Savers are turning towards fixed-term bonds rather than easy access accounts, new research has found.
Fund supermarket Hargreaves Lansdown surveyed people who use its active savings product – an online savings marketplace that enables people to move money between banks. More than £2bn is saved through active savings.
It found that more than half of its active savings clients opted for fixed term accounts in May, with the vast majority fixing for 12 months or less.
Since the crisis hit, the proportion of cash going into easy access accounts has been steadily falling, and the proportion in fixed accounts growing.
“Fixed rate savings are never the stars of the savings world: they tend to play second fiddle to easy access accounts,” said Sarah Coles, personal finance analyst at Hargreaves Lansdown.

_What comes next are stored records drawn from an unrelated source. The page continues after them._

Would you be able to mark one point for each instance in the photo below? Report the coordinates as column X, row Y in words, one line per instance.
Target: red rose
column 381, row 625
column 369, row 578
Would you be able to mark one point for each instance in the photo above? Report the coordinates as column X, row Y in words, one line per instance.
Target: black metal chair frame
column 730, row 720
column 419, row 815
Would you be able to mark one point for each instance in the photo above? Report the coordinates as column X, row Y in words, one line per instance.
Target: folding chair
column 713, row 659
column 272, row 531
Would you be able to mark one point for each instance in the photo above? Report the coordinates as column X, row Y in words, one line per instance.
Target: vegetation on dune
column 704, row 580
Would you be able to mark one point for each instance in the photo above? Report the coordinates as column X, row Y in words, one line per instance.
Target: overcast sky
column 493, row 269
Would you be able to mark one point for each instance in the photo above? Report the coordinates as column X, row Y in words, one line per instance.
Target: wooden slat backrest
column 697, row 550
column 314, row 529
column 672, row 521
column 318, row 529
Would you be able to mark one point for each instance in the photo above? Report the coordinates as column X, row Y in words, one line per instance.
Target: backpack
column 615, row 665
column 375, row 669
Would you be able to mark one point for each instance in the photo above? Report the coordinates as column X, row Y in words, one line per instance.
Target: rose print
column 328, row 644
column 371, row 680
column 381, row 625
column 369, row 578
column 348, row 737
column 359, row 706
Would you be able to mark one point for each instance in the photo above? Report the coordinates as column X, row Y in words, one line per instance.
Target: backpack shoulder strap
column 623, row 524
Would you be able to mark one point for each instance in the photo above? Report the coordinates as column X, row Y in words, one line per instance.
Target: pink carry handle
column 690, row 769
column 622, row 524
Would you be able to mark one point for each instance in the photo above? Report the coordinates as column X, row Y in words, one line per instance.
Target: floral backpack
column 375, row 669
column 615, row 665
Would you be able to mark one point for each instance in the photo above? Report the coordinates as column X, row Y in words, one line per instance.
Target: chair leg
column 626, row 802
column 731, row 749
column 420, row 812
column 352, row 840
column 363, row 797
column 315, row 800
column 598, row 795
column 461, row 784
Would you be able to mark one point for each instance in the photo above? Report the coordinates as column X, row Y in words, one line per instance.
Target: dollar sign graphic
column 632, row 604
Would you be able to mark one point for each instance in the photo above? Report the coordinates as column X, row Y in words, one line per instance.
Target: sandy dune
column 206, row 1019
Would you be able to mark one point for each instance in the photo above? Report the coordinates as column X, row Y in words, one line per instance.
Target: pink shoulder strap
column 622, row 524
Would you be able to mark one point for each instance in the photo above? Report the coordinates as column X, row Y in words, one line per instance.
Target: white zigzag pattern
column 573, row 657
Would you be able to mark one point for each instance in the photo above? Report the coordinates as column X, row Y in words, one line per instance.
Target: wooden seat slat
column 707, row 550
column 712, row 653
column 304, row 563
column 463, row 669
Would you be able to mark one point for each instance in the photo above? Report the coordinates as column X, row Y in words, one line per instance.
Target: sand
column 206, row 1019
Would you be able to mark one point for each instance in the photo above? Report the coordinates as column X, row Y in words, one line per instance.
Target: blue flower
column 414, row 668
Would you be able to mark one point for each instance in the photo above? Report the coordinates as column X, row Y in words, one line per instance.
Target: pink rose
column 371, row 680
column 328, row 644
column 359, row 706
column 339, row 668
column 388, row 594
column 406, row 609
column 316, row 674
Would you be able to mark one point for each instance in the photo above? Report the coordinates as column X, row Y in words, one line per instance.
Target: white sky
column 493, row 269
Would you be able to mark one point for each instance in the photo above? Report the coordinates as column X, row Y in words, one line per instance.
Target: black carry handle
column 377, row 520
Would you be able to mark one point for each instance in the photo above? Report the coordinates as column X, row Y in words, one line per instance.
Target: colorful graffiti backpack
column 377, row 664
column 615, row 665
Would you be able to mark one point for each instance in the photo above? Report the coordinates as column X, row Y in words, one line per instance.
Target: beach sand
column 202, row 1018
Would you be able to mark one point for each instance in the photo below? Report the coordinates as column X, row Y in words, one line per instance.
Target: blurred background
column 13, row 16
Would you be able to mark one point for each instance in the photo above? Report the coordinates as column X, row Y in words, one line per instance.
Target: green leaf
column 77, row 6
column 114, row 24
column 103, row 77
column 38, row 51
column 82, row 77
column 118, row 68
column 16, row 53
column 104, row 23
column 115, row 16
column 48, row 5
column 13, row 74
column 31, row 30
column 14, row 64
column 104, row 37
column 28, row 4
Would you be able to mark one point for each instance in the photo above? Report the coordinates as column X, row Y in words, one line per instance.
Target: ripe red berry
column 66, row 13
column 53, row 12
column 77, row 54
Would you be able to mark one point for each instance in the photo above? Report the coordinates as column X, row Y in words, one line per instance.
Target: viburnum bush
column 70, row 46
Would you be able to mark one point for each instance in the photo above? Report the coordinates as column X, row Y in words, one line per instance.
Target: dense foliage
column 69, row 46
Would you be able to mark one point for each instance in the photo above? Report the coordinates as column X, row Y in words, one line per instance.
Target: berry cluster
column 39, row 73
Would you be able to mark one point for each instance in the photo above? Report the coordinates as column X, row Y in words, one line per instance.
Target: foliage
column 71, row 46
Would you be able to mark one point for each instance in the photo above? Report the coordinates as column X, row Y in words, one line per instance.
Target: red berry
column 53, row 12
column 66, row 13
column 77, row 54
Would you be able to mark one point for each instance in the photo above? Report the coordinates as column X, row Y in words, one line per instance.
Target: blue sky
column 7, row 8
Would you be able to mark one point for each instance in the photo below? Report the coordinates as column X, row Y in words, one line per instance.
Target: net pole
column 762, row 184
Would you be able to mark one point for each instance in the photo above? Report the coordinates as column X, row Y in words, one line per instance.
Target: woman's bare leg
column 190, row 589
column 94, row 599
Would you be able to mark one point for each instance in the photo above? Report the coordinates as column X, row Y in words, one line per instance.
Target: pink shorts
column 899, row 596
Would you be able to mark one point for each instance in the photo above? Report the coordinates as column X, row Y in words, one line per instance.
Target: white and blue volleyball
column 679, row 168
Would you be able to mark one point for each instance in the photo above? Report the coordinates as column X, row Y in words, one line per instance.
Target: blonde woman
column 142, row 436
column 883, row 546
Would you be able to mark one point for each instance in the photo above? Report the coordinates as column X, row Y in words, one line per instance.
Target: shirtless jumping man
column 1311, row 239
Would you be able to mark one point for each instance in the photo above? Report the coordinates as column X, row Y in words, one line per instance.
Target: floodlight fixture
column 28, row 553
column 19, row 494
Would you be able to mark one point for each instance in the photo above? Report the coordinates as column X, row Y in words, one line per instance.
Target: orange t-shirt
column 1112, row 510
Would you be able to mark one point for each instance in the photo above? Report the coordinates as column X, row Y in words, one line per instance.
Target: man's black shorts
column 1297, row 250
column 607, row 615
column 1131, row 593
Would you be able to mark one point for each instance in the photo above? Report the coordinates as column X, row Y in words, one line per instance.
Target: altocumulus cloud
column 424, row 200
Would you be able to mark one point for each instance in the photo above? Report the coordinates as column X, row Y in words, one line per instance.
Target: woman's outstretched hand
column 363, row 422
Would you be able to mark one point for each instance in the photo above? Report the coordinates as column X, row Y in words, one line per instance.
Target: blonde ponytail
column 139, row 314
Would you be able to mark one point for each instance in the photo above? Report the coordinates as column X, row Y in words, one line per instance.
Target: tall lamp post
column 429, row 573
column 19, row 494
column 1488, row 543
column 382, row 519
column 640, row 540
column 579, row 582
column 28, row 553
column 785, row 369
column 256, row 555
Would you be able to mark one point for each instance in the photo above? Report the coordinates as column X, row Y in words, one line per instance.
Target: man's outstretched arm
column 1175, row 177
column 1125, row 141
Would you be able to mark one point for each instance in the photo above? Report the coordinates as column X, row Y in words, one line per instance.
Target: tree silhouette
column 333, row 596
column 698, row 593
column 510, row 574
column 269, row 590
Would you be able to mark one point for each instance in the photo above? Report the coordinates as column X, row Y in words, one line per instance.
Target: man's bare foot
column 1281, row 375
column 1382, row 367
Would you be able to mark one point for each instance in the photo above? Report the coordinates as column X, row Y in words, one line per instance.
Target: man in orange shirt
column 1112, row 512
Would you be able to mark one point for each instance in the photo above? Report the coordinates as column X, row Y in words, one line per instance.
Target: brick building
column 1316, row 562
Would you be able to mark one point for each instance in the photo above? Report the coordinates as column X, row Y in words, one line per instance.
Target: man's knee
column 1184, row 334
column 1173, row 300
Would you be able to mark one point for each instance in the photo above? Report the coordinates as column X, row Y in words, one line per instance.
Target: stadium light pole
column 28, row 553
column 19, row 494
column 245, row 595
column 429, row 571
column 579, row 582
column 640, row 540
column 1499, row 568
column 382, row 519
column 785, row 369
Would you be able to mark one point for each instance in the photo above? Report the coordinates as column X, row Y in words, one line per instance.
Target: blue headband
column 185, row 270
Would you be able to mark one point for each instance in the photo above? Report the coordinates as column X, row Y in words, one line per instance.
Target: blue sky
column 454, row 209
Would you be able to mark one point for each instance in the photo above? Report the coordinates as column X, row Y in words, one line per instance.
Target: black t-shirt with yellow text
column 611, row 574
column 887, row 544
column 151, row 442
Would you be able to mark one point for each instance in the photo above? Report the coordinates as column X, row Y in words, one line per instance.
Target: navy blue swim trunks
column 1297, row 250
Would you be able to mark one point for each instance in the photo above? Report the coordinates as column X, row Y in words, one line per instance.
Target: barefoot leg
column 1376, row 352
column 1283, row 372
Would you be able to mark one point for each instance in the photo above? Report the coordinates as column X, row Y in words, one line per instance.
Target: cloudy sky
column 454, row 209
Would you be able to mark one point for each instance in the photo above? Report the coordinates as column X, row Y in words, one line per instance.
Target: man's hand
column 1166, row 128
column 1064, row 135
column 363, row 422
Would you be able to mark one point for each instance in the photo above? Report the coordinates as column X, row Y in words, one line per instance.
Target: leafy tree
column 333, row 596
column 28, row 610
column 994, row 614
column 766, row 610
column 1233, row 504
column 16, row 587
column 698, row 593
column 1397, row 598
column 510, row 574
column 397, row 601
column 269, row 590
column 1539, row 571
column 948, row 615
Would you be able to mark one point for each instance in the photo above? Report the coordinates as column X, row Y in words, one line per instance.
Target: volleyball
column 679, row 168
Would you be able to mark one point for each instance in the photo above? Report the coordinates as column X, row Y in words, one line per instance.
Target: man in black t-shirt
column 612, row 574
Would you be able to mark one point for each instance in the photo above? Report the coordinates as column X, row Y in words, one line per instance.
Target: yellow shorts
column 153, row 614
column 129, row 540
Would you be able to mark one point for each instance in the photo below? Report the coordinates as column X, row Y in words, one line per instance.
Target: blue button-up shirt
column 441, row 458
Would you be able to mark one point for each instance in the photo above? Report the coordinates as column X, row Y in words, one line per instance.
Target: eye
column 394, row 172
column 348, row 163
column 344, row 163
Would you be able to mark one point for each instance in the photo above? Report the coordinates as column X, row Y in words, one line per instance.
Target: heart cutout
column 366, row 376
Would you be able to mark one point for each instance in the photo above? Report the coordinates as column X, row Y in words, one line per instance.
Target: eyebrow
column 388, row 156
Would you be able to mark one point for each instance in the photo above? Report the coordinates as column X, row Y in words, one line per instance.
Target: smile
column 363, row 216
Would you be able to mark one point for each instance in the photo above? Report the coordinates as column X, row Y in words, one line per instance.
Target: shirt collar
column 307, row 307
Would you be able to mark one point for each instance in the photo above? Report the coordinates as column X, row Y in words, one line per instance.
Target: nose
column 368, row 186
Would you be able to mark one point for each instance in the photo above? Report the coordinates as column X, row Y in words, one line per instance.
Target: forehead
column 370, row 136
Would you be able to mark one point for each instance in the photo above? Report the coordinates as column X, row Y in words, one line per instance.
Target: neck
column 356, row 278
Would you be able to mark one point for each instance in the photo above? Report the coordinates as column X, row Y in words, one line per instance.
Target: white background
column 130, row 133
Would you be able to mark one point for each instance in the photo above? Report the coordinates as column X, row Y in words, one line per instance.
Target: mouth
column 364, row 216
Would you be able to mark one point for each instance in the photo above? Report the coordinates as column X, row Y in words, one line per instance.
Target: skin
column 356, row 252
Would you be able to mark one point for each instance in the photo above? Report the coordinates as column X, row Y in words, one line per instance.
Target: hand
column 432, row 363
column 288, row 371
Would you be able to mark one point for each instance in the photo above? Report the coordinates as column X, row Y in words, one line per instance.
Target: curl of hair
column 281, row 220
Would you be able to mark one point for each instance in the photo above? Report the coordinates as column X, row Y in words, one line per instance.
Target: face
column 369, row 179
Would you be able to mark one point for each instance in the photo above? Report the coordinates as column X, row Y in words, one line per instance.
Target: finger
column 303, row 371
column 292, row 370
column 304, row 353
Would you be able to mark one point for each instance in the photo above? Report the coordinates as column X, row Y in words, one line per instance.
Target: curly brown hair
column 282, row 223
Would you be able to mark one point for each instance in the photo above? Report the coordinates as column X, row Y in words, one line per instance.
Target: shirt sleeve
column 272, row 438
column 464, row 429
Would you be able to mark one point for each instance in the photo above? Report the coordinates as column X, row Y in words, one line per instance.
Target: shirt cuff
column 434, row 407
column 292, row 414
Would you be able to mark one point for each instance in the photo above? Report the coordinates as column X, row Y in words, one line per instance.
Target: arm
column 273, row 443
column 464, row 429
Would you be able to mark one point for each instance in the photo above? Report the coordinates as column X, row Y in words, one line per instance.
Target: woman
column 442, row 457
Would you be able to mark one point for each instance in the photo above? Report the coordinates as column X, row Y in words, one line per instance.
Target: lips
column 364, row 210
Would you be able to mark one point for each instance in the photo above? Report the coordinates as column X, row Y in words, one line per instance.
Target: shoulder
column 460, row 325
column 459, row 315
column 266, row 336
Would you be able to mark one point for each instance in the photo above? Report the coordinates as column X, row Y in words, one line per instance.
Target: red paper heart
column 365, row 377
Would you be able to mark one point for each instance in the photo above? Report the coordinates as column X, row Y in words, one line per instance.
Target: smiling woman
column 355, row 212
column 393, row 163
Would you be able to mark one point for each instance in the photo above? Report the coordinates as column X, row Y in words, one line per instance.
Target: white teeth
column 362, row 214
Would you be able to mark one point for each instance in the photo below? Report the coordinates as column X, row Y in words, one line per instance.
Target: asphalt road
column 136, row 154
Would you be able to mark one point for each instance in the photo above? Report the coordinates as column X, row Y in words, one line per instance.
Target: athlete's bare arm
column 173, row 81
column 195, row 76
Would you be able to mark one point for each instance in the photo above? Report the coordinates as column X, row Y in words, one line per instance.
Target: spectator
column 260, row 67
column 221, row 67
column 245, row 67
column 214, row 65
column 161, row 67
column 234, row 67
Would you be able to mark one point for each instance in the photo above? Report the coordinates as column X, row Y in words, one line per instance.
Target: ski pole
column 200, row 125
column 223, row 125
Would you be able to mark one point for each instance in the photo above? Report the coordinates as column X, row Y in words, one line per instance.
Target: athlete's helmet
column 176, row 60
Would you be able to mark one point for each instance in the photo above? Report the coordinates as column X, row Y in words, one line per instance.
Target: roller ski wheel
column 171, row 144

“But falling rates have shone a spotlight on their most attractive features, and savers are being drawn by the chance to lock into higher rates.
“Within active savings, the proportion of savers opting for fixed rate bonds has been gradually growing, and in May, more than half of new savings money went into fixed rate savings. For most of these savers, fixed term bonds for 12 months or less offered an attractive balance between higher rates and a sensible level of flexibility.
“Overall, UK savers still continue to hold the lion’s share of their cash in easy access accounts. But while we should all have 3-6 months of expenses to hand in these accounts for emergencies, it’s worth considering fixing any additional savings in competitive accounts for the time periods that suit us best.”
Bank of England figures show that fixed rate savings are holding steady at 17 per cent of the savings market, excluding easy access accounts paying no interest and ISAs.
Meanwhile, with the central bank base rate at 0.1 per cent, savings rates continue to fall. According to Moneyfacts, average rates are at their lowest levels since records began.